\(
\def\xorder#1{x_{\left(#1\right)}}
\def\xset{\mathbb{X}}
\def\xvec{\mathbf{x}}
\)A somewhat odd (to me) question was asked on a forum recently. Assume
that you have continuous variables $x_{1},\dots,x_{N}$ that are subject
to some constraints. For simplicity, I'll just write $\xvec=(x_{1},\dots,x_{N})\in\xset$.
I'm going to assume that $\xset$ is compact, and so in particular
the $x_{i}$ are bounded. The questioner wanted to know how to model
the problem of minimizing the median of the values $x_{1},\dots,x_{N}$.
I don't know why that was the goal, but the formulation is mildly
interesting and fairly straightforward, with one wrinkle.
The wrinkle has to do with whether $N$ is odd or even. Suppose that
we sort the components of some solution $\xvec$, resulting in what
is sometimes called the "order statistic": $\xorder 1\le\xorder 2\le\dots\xorder N$.
For odd $N$, the median is $$\xorder{\frac{N+1}{2}}.$$For even $N$,
it is usually defined as $$\left(\xorder{\frac{N}{2}}+\xorder{\frac{N}{2}+1}\right)/2.$$
The odd case is easier, so we'll start there. Introduce $N$ new binary
variables $z_{1},\dots,z_{N}$ and a new continuous variable $y$,
which represents the median $x$ value. The objective will be to minimize
$y$. In addition to the constraint $\xvec\in\xset$, we use "big-M"
constraints to force $y$ to be at least as large as half the sample
(rounding "half" up). Those constraints are:
\begin{align*}
y & \ge x_{i}-M_{i}z_{i},\ i=1,\dots,N\\
\sum_{i=1}^{N}z_{i} & =\frac{N-1}{2}
\end{align*}
with the $M_{i}$ sufficiently large positive constants.
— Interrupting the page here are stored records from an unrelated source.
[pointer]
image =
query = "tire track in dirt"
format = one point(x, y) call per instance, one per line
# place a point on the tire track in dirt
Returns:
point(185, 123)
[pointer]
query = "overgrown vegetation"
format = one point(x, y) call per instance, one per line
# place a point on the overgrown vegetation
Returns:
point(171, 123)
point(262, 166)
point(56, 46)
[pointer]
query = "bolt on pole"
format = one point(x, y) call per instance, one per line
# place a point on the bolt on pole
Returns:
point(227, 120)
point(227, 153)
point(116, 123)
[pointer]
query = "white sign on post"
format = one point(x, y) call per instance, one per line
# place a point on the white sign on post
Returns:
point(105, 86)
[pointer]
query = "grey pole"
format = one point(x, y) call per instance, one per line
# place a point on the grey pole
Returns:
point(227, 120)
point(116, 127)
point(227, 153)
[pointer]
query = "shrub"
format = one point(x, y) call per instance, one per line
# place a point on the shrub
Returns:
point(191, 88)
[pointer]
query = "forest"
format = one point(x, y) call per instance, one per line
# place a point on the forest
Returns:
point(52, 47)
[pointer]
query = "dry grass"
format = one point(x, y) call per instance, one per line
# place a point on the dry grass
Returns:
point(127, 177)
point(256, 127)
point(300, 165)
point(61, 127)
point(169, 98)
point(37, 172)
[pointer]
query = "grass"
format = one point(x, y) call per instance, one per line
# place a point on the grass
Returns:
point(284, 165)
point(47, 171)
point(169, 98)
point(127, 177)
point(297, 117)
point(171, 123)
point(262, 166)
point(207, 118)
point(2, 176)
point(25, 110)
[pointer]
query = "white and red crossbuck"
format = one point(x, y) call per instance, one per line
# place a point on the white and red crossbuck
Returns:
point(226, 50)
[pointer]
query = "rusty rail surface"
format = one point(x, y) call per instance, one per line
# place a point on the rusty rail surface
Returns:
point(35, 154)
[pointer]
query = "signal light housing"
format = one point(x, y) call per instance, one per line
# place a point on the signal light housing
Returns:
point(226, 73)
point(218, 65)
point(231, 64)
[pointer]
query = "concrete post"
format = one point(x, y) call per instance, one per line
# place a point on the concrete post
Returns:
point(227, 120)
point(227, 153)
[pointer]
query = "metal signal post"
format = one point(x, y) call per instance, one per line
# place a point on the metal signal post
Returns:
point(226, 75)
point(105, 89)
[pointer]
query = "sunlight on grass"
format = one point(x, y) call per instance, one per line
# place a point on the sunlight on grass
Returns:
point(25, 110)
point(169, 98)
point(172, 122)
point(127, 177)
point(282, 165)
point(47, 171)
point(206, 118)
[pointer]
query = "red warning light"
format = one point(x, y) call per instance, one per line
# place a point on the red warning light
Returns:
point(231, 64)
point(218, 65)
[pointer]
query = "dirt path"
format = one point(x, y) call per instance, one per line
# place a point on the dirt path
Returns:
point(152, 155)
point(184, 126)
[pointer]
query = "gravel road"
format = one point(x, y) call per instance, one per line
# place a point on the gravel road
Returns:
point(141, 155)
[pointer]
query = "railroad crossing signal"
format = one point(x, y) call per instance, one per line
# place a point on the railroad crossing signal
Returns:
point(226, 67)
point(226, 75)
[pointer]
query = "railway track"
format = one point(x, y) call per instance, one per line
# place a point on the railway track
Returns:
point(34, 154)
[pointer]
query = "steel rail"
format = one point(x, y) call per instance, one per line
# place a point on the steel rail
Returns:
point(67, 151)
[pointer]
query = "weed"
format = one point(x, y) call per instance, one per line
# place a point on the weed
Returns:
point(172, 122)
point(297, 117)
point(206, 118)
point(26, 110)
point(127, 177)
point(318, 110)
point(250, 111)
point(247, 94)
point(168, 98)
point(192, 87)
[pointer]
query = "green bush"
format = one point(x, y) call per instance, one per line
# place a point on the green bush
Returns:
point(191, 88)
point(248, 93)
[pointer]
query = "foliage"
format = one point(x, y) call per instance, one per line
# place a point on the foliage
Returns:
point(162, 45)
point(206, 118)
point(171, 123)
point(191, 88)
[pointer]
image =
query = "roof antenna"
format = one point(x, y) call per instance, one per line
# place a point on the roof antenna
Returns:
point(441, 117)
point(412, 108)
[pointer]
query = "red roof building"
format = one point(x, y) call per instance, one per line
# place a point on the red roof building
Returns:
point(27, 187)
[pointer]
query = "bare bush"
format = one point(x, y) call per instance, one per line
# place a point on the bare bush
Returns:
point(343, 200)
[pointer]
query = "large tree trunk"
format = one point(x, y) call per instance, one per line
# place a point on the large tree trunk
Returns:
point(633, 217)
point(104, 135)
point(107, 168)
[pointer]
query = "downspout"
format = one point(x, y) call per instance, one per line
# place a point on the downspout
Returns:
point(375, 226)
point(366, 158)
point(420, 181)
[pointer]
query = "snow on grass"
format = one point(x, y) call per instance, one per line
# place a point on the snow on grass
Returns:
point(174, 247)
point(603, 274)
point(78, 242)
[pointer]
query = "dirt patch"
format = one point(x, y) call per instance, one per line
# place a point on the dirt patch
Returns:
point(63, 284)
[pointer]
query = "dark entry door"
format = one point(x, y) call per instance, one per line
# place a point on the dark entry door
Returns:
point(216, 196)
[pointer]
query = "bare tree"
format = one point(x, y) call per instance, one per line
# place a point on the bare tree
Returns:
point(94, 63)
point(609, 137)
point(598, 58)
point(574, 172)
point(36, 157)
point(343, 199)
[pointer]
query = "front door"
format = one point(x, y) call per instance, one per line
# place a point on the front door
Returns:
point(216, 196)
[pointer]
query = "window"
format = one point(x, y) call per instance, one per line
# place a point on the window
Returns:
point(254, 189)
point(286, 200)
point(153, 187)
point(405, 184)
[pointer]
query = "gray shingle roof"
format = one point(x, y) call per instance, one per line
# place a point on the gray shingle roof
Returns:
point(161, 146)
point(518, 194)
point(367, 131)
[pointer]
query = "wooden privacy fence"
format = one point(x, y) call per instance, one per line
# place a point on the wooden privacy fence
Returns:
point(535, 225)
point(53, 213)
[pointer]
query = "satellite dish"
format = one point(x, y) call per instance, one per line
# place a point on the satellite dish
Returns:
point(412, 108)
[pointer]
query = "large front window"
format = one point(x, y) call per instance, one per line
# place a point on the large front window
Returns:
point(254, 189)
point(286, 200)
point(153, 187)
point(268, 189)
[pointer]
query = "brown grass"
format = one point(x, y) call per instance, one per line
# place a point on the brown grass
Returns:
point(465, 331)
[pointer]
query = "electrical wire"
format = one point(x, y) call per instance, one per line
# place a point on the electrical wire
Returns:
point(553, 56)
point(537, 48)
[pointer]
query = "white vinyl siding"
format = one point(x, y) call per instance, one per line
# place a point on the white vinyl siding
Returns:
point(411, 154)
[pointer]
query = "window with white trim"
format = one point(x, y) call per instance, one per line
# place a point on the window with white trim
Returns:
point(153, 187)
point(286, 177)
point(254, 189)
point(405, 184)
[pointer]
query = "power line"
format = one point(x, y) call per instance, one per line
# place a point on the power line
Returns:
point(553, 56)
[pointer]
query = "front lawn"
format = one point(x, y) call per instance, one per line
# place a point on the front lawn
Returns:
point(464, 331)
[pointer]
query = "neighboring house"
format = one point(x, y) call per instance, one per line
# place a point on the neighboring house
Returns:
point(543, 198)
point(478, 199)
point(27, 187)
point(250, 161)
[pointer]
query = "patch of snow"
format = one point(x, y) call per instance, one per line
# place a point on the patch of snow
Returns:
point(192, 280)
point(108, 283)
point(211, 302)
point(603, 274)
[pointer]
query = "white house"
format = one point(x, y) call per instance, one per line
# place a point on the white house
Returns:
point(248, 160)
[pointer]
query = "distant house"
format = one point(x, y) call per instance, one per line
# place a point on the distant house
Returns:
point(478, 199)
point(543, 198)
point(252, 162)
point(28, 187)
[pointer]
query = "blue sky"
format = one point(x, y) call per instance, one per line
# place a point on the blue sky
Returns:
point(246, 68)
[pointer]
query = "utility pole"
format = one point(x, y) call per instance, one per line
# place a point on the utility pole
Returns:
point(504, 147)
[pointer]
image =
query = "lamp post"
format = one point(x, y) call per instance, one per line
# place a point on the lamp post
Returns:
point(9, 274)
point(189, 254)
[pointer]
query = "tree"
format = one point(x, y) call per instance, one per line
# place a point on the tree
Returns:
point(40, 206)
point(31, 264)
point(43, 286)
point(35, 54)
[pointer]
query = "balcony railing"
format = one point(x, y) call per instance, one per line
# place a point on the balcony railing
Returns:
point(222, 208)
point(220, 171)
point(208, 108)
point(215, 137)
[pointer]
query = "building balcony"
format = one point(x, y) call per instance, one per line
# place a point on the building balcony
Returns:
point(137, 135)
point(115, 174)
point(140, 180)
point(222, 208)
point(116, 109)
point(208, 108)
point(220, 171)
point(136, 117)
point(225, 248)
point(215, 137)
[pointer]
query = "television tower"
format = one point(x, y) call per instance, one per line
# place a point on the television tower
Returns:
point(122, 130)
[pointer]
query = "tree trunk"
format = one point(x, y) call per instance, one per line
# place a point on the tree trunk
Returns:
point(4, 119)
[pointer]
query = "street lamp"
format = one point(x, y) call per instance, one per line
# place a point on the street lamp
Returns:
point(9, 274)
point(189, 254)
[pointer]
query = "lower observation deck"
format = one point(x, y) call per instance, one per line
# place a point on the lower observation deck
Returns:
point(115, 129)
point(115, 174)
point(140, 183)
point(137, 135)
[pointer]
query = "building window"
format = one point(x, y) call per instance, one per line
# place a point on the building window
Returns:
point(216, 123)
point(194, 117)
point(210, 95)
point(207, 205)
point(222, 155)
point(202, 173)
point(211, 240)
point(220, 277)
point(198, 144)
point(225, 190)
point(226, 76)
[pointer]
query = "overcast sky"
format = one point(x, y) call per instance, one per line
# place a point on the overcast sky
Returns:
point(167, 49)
The last
constraint forces $z_{i}=0$ for exactly $\frac{N+1}{2}$ of the indices
$i$, which in turn forces $y\ge x_{i}$ for $\frac{N+1}{2}$ of the
$x_{i}$. Since the objective minimizes $y$, $z_{i}$ will be 0 for
the $\frac{N+1}{2}$ smallest of the $x_{i}$ and $y$ will be no
larger than the smallest of them. In other words, we are guaranteed
that in the optimal solution $y=\xorder{\frac{N+1}{2}}$, i.e., it
is the median of the optimal $\xvec$.
If $N$ is even and if we are going to use the standard definition
of median, we need twice as many added variables (or at least that's
the formulation that comes to mind). In addition to the $z_{i}$,
let $w_{1},\dots,w_{N}$ also be binary variables, and replace $y$
with a pair of continuous variables $y_{1}$, $y_{2}$. The objective
becomes minimization of their average $(y_{1}+y_{2})/2$ subject to
the constraints
\begin{align*}
y_{1} & \ge x_{i}-M_{i}z_{i}\ \forall i\\
y_{2} & \ge x_{i}-M_{i}w_{i}\ \forall i\\
\sum_{i=1}^{N}z_{i} & =\frac{N}{2}-1\\
\sum_{i=1}^{N}w_{i} & =\frac{N}{2}
\end{align*}
where the $M_{i}$ are as before. The constraints force $y_{1}$ to
be at least as large as $\frac{N}{2}+1$ of the $x_{i}$ and $y_{2}$
to be at least as large as $\frac{N}{2}$ of them. The minimum objective
value will occur when $y_{1}=\xorder{\frac{N}{2}+1}$ and $y_{2}=\xorder{\frac{N}{2}}$.